Convertibles – which you would expect to be doing well at this time of year – and superminis have proved popular of late, the latter likely due to the aforementioned desire for cheap personal transport. “Convertibles at three-year plus are doing very well,” says Wheeler. “The B-segment is also performing really well in retail – Polo, Corsa, Fiesta etc. We’ve had to adjust those prices again in the last couple of days because they’re doing so well.” 

Business Car has previously reported that used MPVs tend to fetch strong money purely as a result of their scarcity in a market now teeming with SUVs, and they have once again proved valuable after lockdown. 

“We’ve seen quite a peak in MPV prices. In [early July], we saw a 5% increase for the MPV sector across a week,” says Pontin. “I think that is a reflection of demand from families, who are saying ‘we’re not getting on a plane; let’s get a nicer, bigger car because we’re going to use it for days out and holidays’.”

Remarketing experts believe these broadly strong values will continue for the rest of the summer – unless, of course, the UK experiences a serious second wave of Covid-19 – as those who remain employed or on furlough purchase used cars in the absence of other options.   

“I’m quite positive about this for the next six to eight weeks or so,” says Pontin, speaking in early July. “We do still have a lot of people on furlough and we’ve got a lot of people who have saved money from not being able to spend it anywhere else.”

However, the onset of autumn currently has valuation specialists a little worried.

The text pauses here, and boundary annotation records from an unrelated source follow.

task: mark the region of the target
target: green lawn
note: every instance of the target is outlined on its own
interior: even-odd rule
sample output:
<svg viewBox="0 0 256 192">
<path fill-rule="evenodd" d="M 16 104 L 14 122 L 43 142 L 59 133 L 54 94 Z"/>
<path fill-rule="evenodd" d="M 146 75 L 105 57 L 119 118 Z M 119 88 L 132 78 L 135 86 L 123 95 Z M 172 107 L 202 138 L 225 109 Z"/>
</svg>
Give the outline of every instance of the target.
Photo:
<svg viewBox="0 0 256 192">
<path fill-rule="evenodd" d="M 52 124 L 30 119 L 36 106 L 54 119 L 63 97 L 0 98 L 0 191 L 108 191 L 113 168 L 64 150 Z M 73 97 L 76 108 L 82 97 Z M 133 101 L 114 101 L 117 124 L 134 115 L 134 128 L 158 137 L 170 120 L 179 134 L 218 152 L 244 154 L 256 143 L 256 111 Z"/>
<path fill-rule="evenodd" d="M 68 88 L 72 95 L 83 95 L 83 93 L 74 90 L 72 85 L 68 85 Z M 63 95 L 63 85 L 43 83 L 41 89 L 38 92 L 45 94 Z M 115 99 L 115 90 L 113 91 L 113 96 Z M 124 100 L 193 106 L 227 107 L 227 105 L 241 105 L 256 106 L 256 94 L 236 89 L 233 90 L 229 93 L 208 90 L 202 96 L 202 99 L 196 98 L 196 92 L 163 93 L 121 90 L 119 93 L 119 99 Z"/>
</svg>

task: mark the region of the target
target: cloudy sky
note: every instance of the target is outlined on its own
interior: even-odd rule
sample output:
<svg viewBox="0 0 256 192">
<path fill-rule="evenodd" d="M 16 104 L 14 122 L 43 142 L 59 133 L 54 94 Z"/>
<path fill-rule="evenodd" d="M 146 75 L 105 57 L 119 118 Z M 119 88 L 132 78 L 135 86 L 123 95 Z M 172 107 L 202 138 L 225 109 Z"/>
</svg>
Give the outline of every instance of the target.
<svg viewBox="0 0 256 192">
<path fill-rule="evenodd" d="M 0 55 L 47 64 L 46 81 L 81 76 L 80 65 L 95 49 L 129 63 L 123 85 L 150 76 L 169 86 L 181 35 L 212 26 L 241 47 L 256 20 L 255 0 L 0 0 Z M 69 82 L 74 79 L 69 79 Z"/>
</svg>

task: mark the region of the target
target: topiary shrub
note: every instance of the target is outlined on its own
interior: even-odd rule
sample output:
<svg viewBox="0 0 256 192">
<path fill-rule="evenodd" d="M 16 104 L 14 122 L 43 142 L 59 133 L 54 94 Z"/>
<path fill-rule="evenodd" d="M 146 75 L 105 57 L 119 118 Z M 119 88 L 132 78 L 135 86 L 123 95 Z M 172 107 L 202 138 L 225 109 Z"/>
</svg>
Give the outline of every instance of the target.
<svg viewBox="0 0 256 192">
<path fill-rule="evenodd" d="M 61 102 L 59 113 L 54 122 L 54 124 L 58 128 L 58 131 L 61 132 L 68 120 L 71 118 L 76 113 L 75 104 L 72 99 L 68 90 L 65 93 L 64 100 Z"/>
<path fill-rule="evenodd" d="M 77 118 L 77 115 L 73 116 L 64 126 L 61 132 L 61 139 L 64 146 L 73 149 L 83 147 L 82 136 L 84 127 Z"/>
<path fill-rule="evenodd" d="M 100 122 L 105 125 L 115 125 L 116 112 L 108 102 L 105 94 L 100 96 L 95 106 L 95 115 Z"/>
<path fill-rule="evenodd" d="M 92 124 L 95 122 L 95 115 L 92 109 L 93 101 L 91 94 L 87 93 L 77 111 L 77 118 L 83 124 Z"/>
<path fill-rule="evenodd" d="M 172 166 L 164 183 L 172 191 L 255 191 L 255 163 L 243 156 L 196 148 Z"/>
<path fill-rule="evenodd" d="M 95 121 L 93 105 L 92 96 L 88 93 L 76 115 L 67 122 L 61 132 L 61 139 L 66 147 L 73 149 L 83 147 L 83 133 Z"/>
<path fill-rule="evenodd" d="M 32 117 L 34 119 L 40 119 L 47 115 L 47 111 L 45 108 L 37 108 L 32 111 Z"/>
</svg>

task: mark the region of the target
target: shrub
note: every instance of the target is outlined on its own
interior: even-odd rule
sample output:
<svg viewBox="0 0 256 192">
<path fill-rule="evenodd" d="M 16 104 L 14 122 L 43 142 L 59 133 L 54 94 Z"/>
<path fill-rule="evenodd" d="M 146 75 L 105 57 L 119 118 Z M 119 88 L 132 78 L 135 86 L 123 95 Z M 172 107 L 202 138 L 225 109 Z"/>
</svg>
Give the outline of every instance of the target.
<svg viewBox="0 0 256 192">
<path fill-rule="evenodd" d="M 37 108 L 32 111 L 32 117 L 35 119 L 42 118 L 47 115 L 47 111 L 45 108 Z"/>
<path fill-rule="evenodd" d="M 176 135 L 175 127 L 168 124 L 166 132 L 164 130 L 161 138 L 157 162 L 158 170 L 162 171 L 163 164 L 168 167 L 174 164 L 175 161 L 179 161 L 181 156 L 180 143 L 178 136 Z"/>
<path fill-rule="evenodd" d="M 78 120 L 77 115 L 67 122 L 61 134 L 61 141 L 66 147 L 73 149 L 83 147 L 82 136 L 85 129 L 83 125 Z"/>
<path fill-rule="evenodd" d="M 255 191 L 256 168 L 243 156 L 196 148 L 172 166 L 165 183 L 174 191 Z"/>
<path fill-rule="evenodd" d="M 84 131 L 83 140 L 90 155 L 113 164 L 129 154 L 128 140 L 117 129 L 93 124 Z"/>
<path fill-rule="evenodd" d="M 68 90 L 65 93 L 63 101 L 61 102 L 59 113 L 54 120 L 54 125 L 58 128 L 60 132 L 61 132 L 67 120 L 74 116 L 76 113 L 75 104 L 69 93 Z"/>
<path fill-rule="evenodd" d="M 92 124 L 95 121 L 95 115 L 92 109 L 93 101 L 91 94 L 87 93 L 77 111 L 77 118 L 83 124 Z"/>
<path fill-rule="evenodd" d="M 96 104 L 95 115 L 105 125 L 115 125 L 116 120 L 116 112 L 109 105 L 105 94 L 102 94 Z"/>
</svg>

The inevitable recession is expected to bite when the government’s furlough scheme dries up and job losses – already apparent – potentially become a wider reality. Auction companies should by then be over the worst of the socially distant logistics hurdles, so it will theoretically be easier to get vehicles to market, increasing supply. 

“I think by the end of the summer we’re going to have similar used vehicle transaction levels as we did in 2019,” says Wheeler. “Values will then start coming under pressure. We’re going to see supply outweighing demand. and that’ll be when we’re approaching winter as well, when things traditionally slow down. We’ve also got a lot of lease and finance extensions due to come back, so I think the latter end of the year is going to start getting very turbulent.” 

Should that be the case, Wheeler believes any reduction may appear worse than it actually is, as the used car market could settle at a relatively normal end-of-year level. For Pontin, the short and long-term pictures are good, but the jury is still out on everything in between. 

“Once you get past that six to eight weeks, that’s the point where I think we’ll perhaps start to see some more economic distress, and it’s very difficult to gauge what will happen towards the end of the year. I’m pretty positive for the long term; I think in nine months to three years, in terms of RVs and supply of vehicles, there’ll be a pretty good balance, but it’s that interim period which I just don’t know about.”